Here is a code snippet for using cluster centroids:

# import the ClusterCentroids object.
from imblearn.under_sampling import ClusterCentroids

# instantiate the object with the right ratio.
cluster_centroids = ClusterCentroids(sampling_strategy="auto")

# fit the object to the training data.
x_train_cc, y_train_cc = cluster_centroids.fit_sample(x_train, y_train)

Besides the previous parameter, here’s another one you can tune to get better results:

• estimator: An object that performs the clustering process for this method—K-Means is the default here.

Undersampling with Edited Nearest Neighbor Rule

Edited Nearest Neighbor Rule (or ENN) was proposed in 1972 to remove instances from the majority class (undersampling).

This technique removes any instance from the majority class whose class label is different from the class label of at least two of its three nearest neighbors. In general terms, it’s near or around the borderline of different classes.

The point here is to increase the classification accuracy of minority instances rather than majority instances.

Here is a sample code snippet:

# import the EditedNearestNeighbours object.
from imblearn.under_sampling import EditedNearestNeighbours

# create the object to resample the majority class.
enn = EditedNearestNeighbours(sampling_strategy="majority")

# fit the object to the training data.
x_train_enn, y_train_enn = enn.fit_sample(x_train, y_train)

Undersampling with Neighborhood Cleaning Rule

Neighborhood Cleaning Rule ( or NCR) deals with the majority and minority samples separately when sampling the datasets.

NCR starts by calculating the nearest three neighbors for all instances in the training set.

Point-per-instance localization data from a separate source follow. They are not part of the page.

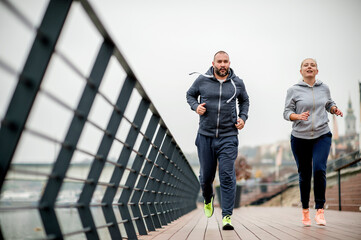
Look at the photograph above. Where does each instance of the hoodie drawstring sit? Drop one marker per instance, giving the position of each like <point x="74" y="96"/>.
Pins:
<point x="235" y="91"/>
<point x="210" y="76"/>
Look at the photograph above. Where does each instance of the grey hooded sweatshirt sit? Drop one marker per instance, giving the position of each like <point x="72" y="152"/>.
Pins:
<point x="300" y="98"/>
<point x="220" y="97"/>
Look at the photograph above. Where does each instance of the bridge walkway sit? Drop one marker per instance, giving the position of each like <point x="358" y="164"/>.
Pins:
<point x="261" y="223"/>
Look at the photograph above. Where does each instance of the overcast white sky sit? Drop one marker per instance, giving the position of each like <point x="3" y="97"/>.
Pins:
<point x="266" y="40"/>
<point x="164" y="40"/>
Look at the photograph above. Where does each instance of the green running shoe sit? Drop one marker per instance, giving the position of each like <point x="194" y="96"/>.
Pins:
<point x="208" y="208"/>
<point x="227" y="225"/>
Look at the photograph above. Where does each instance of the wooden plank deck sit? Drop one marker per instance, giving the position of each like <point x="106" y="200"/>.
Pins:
<point x="261" y="223"/>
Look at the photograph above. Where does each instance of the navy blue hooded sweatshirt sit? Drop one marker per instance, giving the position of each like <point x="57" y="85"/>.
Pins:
<point x="221" y="115"/>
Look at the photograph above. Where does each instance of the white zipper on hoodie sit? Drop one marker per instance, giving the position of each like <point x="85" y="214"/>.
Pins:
<point x="220" y="95"/>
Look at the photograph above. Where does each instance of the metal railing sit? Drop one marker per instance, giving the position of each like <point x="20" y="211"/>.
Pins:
<point x="151" y="182"/>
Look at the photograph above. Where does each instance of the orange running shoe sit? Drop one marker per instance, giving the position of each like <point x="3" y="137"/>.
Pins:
<point x="320" y="217"/>
<point x="306" y="217"/>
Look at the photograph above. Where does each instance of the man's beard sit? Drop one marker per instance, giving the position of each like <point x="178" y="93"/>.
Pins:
<point x="219" y="73"/>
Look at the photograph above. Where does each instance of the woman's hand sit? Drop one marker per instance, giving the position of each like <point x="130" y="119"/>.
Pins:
<point x="201" y="109"/>
<point x="240" y="123"/>
<point x="336" y="111"/>
<point x="303" y="116"/>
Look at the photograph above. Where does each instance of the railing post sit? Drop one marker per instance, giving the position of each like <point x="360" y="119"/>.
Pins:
<point x="339" y="189"/>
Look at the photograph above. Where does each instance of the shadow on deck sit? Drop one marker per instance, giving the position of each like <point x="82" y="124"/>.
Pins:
<point x="261" y="223"/>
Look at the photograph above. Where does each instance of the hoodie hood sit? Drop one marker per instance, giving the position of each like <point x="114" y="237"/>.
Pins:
<point x="303" y="84"/>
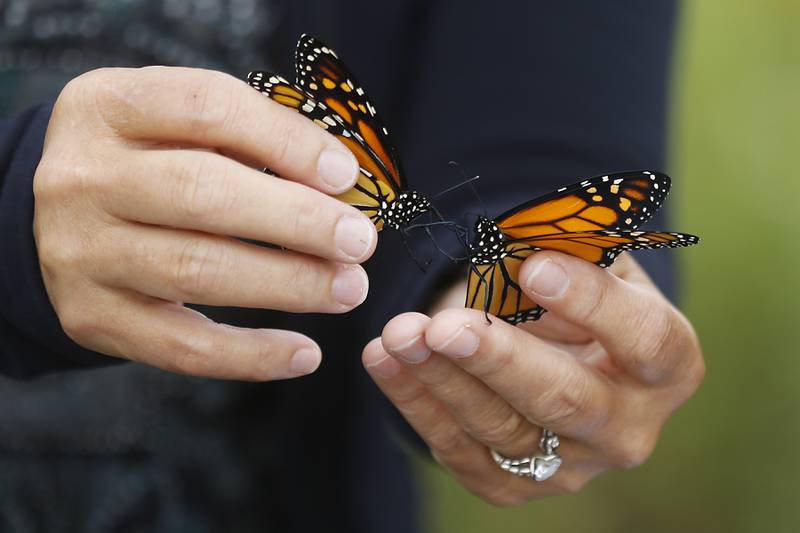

We then do the following:

• If the instance belongs to the majority class and the classification given by its three nearest neighbors is the opposite of the class of the chosen instance — then the chosen instance is removed.
• If the instance belongs to the minority class and it’s misclassified by its three nearest neighbors — then the nearest neighbors that belong to the majority class are removed.

Here is a sample code snippet:

# import the NeighbourhoodCleaningRule object.
from imblearn.under_sampling import NeighbourhoodCleaningRule

# create the object to resample the majority class.
ncr = NeighbourhoodCleaningRule(sampling_strategy="majority")

# fit the object to the training data.
x_train_ncr, y_train_ncr = ncr.fit_sample(x_train, y_train)

An important parameter here is threshold_clearning, which is a float number used after applying ENN, it tells the algorithm to consider a class or not during the cleaning.

Oversampling

Random Oversampling

Random oversampling randomly duplicate records from the minority class. Try this technique when you don’t have a lot of data.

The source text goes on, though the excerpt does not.